Maurice Druon, author, Resistance fighter, former Culture Minister (1973-1974), one of 40 “perpetual” French academics (1966), and recipient of the Legion of Honour Grand Cross, died in his Paris home on April 14. He would have been 91 in ten days’ time. In Russia, the author of the seven-volume “The Accursed Kings” (1955-1977) was less well known but better loved than in his own country.


Maurice Druon has passed away

Obituary

Maurice Druon, author, Resistance fighter, former Culture Minister (1973-1974), one of 40 "perpetual" French academics (1966), and recipient of the Legion of Honour Grand Cross, died in his Paris home on April 14. He would have been 91 in ten days' time. In Russia, the author of the seven-volume "The Accursed Kings" (1955-1977) was less well known but better loved than in his own country.

Druon was a conservative who believed that the genuine French language was the language of the 17th century and wrote multi-volume 19th-century style epics. His love affair with Russia has also been "multi-volume". It started at the height of the Khrushchev Thaw, thanks to "The Powers That Be" (1958), which was directed by Denis de la Patelier and based on the novel that won Mr Druon the Goncourt Prize (1948). Jean Gabin applied his talent to portraying the tragedy of a ruthless oligarch who drives his son to commit suicide.
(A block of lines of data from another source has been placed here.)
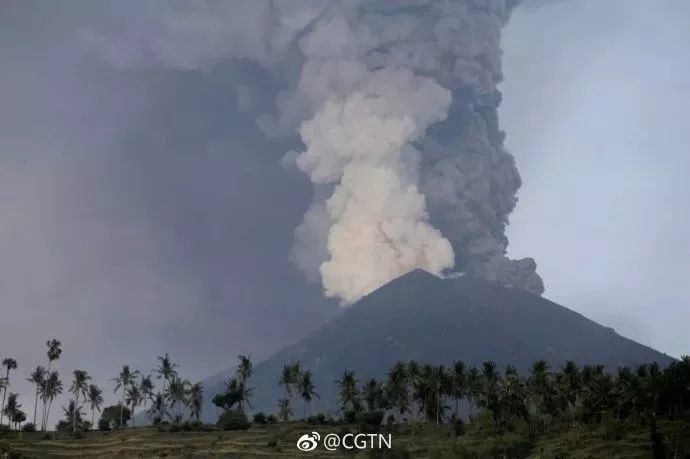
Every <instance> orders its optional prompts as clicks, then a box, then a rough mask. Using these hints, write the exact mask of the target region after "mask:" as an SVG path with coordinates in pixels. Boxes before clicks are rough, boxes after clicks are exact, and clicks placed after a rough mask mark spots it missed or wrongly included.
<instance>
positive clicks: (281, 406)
mask: <svg viewBox="0 0 690 459" xmlns="http://www.w3.org/2000/svg"><path fill="white" fill-rule="evenodd" d="M290 416H292V408H290V399H289V398H281V399H280V400H278V419H280V420H281V421H287V420H288V419H290Z"/></svg>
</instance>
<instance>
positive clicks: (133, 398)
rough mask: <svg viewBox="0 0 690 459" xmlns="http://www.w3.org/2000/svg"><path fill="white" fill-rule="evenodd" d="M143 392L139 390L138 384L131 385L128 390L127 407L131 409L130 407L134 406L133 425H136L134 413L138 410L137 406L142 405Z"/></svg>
mask: <svg viewBox="0 0 690 459" xmlns="http://www.w3.org/2000/svg"><path fill="white" fill-rule="evenodd" d="M141 398H142V395H141V391H140V390H139V386H137V385H136V384H131V385H130V386H129V388H127V395H126V398H125V403H126V404H127V407H128V408H129V405H132V425H134V422H135V421H134V412H135V410H136V409H137V405H138V404H139V403H141Z"/></svg>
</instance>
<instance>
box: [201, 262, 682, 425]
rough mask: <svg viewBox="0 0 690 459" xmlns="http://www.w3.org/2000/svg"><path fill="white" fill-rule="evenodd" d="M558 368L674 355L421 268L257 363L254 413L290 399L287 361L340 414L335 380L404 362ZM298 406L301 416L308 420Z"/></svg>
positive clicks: (609, 331) (213, 414)
mask: <svg viewBox="0 0 690 459" xmlns="http://www.w3.org/2000/svg"><path fill="white" fill-rule="evenodd" d="M539 359H544V360H546V361H547V362H548V363H549V364H550V365H551V366H552V367H553V368H558V367H560V366H561V365H562V364H563V363H565V361H566V360H573V361H575V362H577V363H579V364H587V363H597V364H603V365H606V367H607V368H609V369H615V368H617V367H619V366H626V365H630V366H632V365H635V364H639V363H647V362H652V361H656V362H659V363H660V364H661V365H665V364H667V363H669V362H671V361H672V358H671V357H669V356H667V355H665V354H662V353H659V352H657V351H655V350H653V349H651V348H649V347H647V346H643V345H641V344H639V343H636V342H635V341H632V340H630V339H628V338H625V337H623V336H620V335H619V334H617V333H616V331H615V330H613V329H612V328H609V327H604V326H602V325H599V324H598V323H596V322H594V321H592V320H589V319H587V318H586V317H584V316H582V315H580V314H578V313H576V312H574V311H572V310H570V309H568V308H565V307H563V306H561V305H558V304H556V303H554V302H552V301H549V300H547V299H545V298H542V297H540V296H537V295H534V294H532V293H529V292H526V291H525V290H522V289H517V288H506V287H501V286H499V285H498V284H494V283H491V282H489V281H485V280H481V279H478V278H472V277H467V276H463V277H455V278H451V279H441V278H439V277H436V276H434V275H432V274H429V273H427V272H425V271H422V270H415V271H412V272H410V273H408V274H406V275H404V276H401V277H399V278H397V279H394V280H393V281H391V282H390V283H388V284H386V285H384V286H383V287H381V288H379V289H378V290H376V291H374V292H373V293H371V294H369V295H367V296H366V297H364V298H362V299H361V300H360V301H358V302H357V303H355V304H354V305H352V306H351V307H349V308H347V309H345V310H343V312H342V313H341V314H340V315H339V316H338V317H336V318H335V319H334V320H332V321H330V322H328V323H327V324H325V325H324V326H322V327H321V328H319V329H318V330H316V331H315V332H313V333H311V334H310V335H309V336H307V337H306V338H304V339H302V340H300V341H298V342H296V343H294V344H293V345H291V346H288V347H286V348H284V349H283V350H281V351H280V352H278V353H277V354H275V355H273V356H272V357H270V358H269V359H267V360H266V361H264V362H261V363H259V364H258V365H256V368H255V371H254V375H253V376H252V378H251V379H250V383H249V385H250V386H251V387H254V388H255V391H254V394H255V395H254V398H253V399H252V404H253V408H254V410H255V411H265V412H269V413H271V412H275V410H276V403H277V400H278V399H279V398H281V397H282V396H283V394H284V392H283V388H280V387H278V384H277V382H278V379H279V377H280V371H281V369H282V367H283V365H285V364H288V363H291V362H294V361H299V362H300V364H301V367H302V368H303V369H310V370H312V371H313V372H314V376H315V384H316V391H317V392H318V393H319V395H320V396H321V398H320V399H315V400H314V401H313V402H312V406H311V409H312V411H313V412H319V411H323V410H334V409H335V406H336V405H335V400H336V389H337V387H336V384H335V381H336V379H338V378H339V377H340V375H341V374H342V372H343V371H345V370H354V371H355V373H356V375H357V377H358V379H359V381H360V383H363V382H364V380H365V379H366V378H369V377H377V378H381V377H383V376H384V375H385V373H386V371H387V370H388V368H390V367H391V366H393V364H395V363H396V362H397V361H409V360H416V361H418V362H422V363H431V364H448V363H451V362H452V361H454V360H462V361H464V362H465V363H467V364H468V365H475V366H478V365H481V363H482V362H483V361H486V360H493V361H495V362H496V363H497V364H498V367H499V368H500V369H503V368H504V367H505V365H507V364H512V365H515V366H516V367H517V368H518V370H520V371H521V372H526V371H527V370H528V368H529V366H530V365H531V364H532V362H534V361H535V360H539ZM232 374H233V370H230V371H227V372H223V373H220V374H218V375H215V376H213V377H211V378H208V379H207V380H205V381H204V383H203V384H204V387H205V391H206V394H207V396H206V407H205V409H204V417H205V418H206V419H207V420H209V421H213V420H215V414H216V412H217V410H216V409H215V407H214V406H213V405H212V404H211V399H212V398H213V395H214V394H216V393H218V392H220V391H222V389H223V387H224V384H225V381H226V380H227V378H228V377H229V376H231V375H232ZM302 408H303V407H302V404H301V402H300V401H297V402H296V405H295V406H294V410H295V415H298V416H301V415H302Z"/></svg>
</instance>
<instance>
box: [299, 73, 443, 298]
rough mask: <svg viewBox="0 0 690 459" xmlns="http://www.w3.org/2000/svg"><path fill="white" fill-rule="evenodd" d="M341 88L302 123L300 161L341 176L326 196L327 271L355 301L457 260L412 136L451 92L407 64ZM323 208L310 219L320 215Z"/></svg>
mask: <svg viewBox="0 0 690 459" xmlns="http://www.w3.org/2000/svg"><path fill="white" fill-rule="evenodd" d="M307 68H309V67H307ZM320 75H323V74H320ZM312 77H313V78H318V76H312ZM317 87H319V86H317ZM335 89H336V90H335V91H334V93H335V94H343V95H339V96H334V97H331V98H328V99H326V101H325V102H324V103H323V105H322V106H321V107H319V109H318V110H317V112H316V114H315V115H314V117H313V118H311V119H310V120H307V121H305V122H304V123H303V124H302V127H301V128H300V136H301V138H302V141H303V142H304V144H305V145H306V146H307V149H306V150H305V151H304V152H302V153H300V154H299V156H297V159H296V162H297V166H298V167H299V168H300V169H301V170H302V171H304V172H305V173H307V174H309V176H310V178H311V180H312V182H314V183H335V184H337V185H336V186H335V189H334V191H333V194H332V196H330V197H329V198H328V199H327V200H326V201H325V212H326V213H327V215H328V218H329V221H330V227H329V228H328V238H327V248H328V257H329V258H328V259H327V260H326V261H324V262H323V263H321V265H320V266H319V272H320V274H321V278H322V283H323V286H324V289H325V292H326V295H327V296H335V297H339V298H341V299H342V300H343V302H345V303H350V302H353V301H356V300H358V299H359V298H361V297H362V296H364V295H366V294H368V293H370V292H371V291H373V290H374V289H376V288H378V287H380V286H381V285H383V284H385V283H387V282H388V281H390V280H392V279H394V278H395V277H398V276H400V275H402V274H405V273H407V272H409V271H410V270H413V269H416V268H422V269H425V270H427V271H430V272H432V273H436V274H440V273H441V272H442V271H443V270H444V269H447V268H450V267H452V266H453V259H454V256H453V249H452V247H451V245H450V242H448V240H447V239H445V238H443V236H442V235H441V233H440V231H438V230H437V229H435V228H433V227H432V226H431V225H430V224H429V215H428V214H427V211H426V202H425V198H424V196H423V195H422V194H421V193H420V191H419V189H418V188H417V169H418V167H417V156H418V153H417V152H416V150H415V149H414V147H412V146H411V145H410V142H412V141H414V140H415V139H417V138H419V137H420V136H421V135H423V134H424V132H425V130H426V128H427V127H428V126H429V125H431V124H433V123H435V122H437V121H441V120H443V119H444V118H445V116H446V113H447V110H448V107H449V105H450V102H451V95H450V91H448V90H446V89H444V88H442V87H441V86H439V85H438V84H437V83H435V82H434V81H433V80H431V79H429V78H425V77H420V76H417V75H415V74H413V73H412V72H411V71H409V70H407V69H401V68H384V69H381V70H376V71H373V72H365V73H363V74H362V76H361V78H360V81H358V82H353V81H348V84H347V87H345V88H335ZM317 208H318V207H317ZM313 209H314V208H312V210H311V211H310V214H309V215H308V216H307V218H305V225H307V226H308V225H309V224H310V222H312V221H315V222H317V221H318V220H317V219H313V212H315V211H314V210H313Z"/></svg>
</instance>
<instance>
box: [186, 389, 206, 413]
mask: <svg viewBox="0 0 690 459" xmlns="http://www.w3.org/2000/svg"><path fill="white" fill-rule="evenodd" d="M203 406H204V386H202V384H201V383H200V382H198V383H196V384H194V385H193V386H192V388H191V389H190V391H189V407H190V413H189V416H190V418H191V417H193V418H195V419H196V420H197V421H198V420H199V418H200V417H201V410H202V409H203Z"/></svg>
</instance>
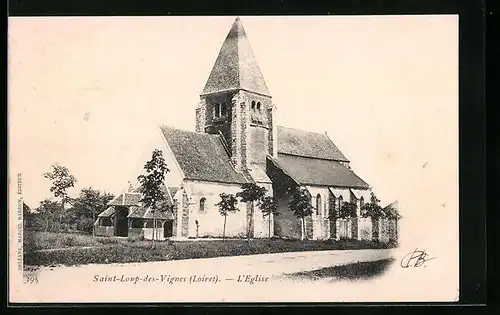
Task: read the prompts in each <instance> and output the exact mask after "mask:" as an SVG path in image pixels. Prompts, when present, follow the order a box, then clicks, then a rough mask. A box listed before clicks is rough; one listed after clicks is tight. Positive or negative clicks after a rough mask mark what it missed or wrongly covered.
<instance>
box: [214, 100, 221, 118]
mask: <svg viewBox="0 0 500 315" xmlns="http://www.w3.org/2000/svg"><path fill="white" fill-rule="evenodd" d="M214 117H215V118H219V117H220V104H219V103H216V104H215V105H214Z"/></svg>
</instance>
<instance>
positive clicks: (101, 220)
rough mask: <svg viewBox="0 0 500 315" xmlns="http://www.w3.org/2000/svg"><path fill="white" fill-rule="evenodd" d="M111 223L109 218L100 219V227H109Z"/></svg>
mask: <svg viewBox="0 0 500 315" xmlns="http://www.w3.org/2000/svg"><path fill="white" fill-rule="evenodd" d="M111 225H112V222H111V219H110V218H107V217H104V218H101V226H111Z"/></svg>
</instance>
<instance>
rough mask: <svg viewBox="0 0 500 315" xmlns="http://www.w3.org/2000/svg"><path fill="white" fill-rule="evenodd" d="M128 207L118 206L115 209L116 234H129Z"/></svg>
mask: <svg viewBox="0 0 500 315" xmlns="http://www.w3.org/2000/svg"><path fill="white" fill-rule="evenodd" d="M127 215H128V209H127V207H118V206H117V207H116V209H115V236H128V218H127Z"/></svg>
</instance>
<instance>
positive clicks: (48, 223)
mask: <svg viewBox="0 0 500 315" xmlns="http://www.w3.org/2000/svg"><path fill="white" fill-rule="evenodd" d="M60 207H61V206H60V204H59V203H58V202H56V201H52V200H49V199H45V200H43V201H42V202H40V206H38V208H37V209H36V214H35V216H36V217H38V218H40V219H41V220H42V221H43V223H42V224H43V225H45V226H44V231H45V232H47V231H48V229H49V224H50V223H51V222H52V221H53V220H54V217H55V216H56V214H57V213H58V212H59V211H60Z"/></svg>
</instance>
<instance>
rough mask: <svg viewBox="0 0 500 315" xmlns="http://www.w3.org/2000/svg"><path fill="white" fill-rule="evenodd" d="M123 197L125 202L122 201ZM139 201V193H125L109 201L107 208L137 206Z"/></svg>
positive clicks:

Druon's popularity soared at the height of the Brezhnev era, because in exchange for waste paper people could acquire a bloody epic about the kings who nearly destroyed France in the 13th century. For readers, he became "the grandson of Alexander Dumas", who planted the idea in the popular imagination that the Templars were to blame for all the historical tragedies. Druon himself did not conceal that the "The Accursed Kings" was a collective work, and publicly thanked his ghost writers. In that way he also followed in the footsteps of Dumas.

In post-Soviet Russia, Druon became a symbol of French culture itself. Boris Yelstin presented him with the Order of Friendship of Peoples (1993). Viktor Chernomyrdin accompanied him to Orenburg, where he showed him how to chase vodka with beer. Vladimir Putin received him at the Kremlin, and visited him in Paris a year ago. In 2007, Druon was elected a member of the Russian Academy of Sciences. Druon reciprocated by comparing President Putin to General De Gaulle, with whom he was in exile in London from 1942 to 1944. In addition to that, it came to pass that Druon was also Russian. His father, Lazar Kessel, had come to France with his parents from Orenburg in 1908. In 1921 he committed suicide, cutting short a promising career with Comedie Francaise theatre, and his son took the name of his stepfather, a notary public.

In France, Druon's novels are not considered to be the main part of his legacy because they are too old-fashioned. Nicolas Sarkozy called him a "great writer, great Resistance fighter and above all the author of ‘Song of the Partisans'", which he wrote in 1943 together with his uncle, writer Joseph Kessel. Leaflets with that great song were scattered over Europe, and it was the signature tune of the BBC's "My Country's Honour", which was directed by Druon. Nevertheless, he eventually claimed authorship of the music written by Anna Marli, another Russian star in France. But that human foible was overshadowed by the memories of how Druon, a military cadet, heroically fought the Nazis in the spring of 1940.

Druon the politician is far more relevant to our day. He was a consistent conservative, a supporter of the "strong fist" policy, which in some ways accounts for his "love affair" with Vladimir Putin. Sometimes he went over the top, for example when he demanded the restoration of the Tuileries Palace burned down by the Communards. In his "Letters of a European" (1943), he placed all his hopes in the elites, who should bring peace to Europe after the war without allowing a civil war to break out. In 1968, he categorically condemned the rioters and strikers in his pamphlet "The Future Is Confused", and led a demonstration of Gaullists. George Pompidou appointed him Minister of Culture to pacify those who opposed the building of the architecturally radical Museum of Modern Art.

In spite of some successes, Druon's Ministry left poor memories as regards the development of culture in the provinces. One of his first acts was to threaten to withhold subsidies from "subversive" theatres whose directors came to him with a "begging bowl in one hand and a Molotov cocktail in the other". In response the great directors Roget Planchon and Jean Louis Barrault described him as the "troubadour of cultural repression", and staged a "funeral of free speech" attended by thousands. However, politics enabled Druon to remain amazingly young in spirit, something many of his opponents would envy. He no longer wrote epics, but remained a spirited contributor to the newspaper Le Figaro almost until his death. In traditionally leftish French culture, Maurice Druon was a foremost representative of the not very numerous but nevertheless necessary political right.